- Born: March 3, 1928 Taito
- Died: April 14, 2015 (aged 87)
- Education: Kawabata Art Academy
- Notable work: Sennin Buraku
- Style: Manga
- Awards: 1968 Bungeishunjū Manga Prize

= Kō Kojima =

Japanese manga artist

Kō Kojima (小島 功, Kojima Kō) was a Japanese manga artist. He was best known for penning Sennin Buraku (running since 1956 in Weekly Asahi Geinō), the longest running comic by a single artist. He attended the private Kawabata Art Academy (川端画学校, Kawabata Gagakkō) in Koishikawa (now part of Bunkyō, Tokyo), after which he began attending Taiheiyō Fine Arts Academy before dropping out partway through school.

Ko was born in Taito. From his elementary years through high school, Kojima began drawing manga, and in 1949 he made his professional debut as a member of the Dokuritsu Mangaha. That group broke up in 1959, and in 1964 he joined the Japan Manga Artist Cooperative and the Manga Shūdan, participating in both groups regularly.

Due to the adult and modern nature of his works, as well as his unusual drawing style, his works became very popular, garnering him the 1968 Bungeishunjū Manga Prize from the literary magazine Bungeishunjū for his work Nihon no Kaa-chan. Other works include the long running Sennin Buraku, as well as Hige to Boin, which ran from 1974 to 2014 in Shogakukan's Big Comic Original manga magazine.
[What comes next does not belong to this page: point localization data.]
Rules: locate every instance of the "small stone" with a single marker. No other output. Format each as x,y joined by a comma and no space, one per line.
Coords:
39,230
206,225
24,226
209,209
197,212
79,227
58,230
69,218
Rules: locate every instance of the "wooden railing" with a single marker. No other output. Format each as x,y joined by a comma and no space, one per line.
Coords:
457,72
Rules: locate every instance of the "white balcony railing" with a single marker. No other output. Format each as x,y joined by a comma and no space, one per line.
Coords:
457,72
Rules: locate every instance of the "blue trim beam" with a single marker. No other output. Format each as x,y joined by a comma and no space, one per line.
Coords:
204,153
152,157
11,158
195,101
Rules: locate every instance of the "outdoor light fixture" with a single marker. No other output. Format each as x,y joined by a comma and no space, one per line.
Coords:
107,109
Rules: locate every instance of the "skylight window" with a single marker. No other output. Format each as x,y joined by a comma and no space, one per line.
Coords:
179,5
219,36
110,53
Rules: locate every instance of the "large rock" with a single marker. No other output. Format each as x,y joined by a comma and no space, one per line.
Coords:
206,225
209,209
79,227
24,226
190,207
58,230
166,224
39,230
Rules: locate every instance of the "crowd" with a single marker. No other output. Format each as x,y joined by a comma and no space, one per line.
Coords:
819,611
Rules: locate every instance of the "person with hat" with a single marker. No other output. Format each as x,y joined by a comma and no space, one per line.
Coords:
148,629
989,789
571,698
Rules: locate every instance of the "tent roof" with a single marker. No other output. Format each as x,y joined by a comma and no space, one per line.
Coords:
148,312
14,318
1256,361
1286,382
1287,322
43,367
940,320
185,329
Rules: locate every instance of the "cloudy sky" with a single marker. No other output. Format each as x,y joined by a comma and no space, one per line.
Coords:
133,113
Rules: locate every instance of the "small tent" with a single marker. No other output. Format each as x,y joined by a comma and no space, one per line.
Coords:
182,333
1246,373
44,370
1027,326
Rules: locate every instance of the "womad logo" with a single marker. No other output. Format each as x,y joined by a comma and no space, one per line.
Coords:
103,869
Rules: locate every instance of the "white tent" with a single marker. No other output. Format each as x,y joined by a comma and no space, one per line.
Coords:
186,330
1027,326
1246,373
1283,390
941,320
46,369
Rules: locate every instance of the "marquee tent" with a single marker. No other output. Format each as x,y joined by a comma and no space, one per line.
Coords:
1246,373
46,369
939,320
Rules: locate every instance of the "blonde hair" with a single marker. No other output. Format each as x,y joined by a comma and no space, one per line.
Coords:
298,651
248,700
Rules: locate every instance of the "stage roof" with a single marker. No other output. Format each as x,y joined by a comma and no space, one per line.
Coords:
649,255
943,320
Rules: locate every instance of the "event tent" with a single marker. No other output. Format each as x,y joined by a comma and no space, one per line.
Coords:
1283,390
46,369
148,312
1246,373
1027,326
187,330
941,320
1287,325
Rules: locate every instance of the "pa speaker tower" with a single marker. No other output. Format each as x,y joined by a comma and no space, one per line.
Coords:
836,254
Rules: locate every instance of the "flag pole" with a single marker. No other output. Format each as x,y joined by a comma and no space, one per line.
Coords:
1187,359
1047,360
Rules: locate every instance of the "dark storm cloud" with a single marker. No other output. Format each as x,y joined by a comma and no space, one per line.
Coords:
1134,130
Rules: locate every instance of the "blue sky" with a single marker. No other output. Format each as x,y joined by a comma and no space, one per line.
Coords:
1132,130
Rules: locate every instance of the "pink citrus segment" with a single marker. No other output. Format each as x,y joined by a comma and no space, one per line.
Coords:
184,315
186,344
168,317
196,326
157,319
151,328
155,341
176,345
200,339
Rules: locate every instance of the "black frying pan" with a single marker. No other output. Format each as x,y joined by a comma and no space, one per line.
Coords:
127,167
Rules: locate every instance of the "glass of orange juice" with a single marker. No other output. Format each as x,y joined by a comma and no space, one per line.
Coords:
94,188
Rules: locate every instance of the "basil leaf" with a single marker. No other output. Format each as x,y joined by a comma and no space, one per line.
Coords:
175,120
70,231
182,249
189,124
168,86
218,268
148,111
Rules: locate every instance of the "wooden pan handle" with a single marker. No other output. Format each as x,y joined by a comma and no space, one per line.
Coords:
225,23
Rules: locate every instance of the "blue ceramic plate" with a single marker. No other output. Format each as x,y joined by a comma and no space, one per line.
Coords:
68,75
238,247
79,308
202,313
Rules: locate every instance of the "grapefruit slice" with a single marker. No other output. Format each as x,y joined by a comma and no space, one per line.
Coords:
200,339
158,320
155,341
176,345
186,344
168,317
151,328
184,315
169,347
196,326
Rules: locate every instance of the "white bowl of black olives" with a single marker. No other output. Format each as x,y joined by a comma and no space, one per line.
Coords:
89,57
The main character of the latter series is a sake-brewing kappa.

Kojima made regular appearances on the Tokyo 12ch (now TV Tokyo) news discussion show Asahi Shimbun Wide News where he discussed current events and shared satirical illustrations with the viewers.

The manga artist Moyoco Anno (who is married to anime director Hideaki Anno) is Kojima's niece.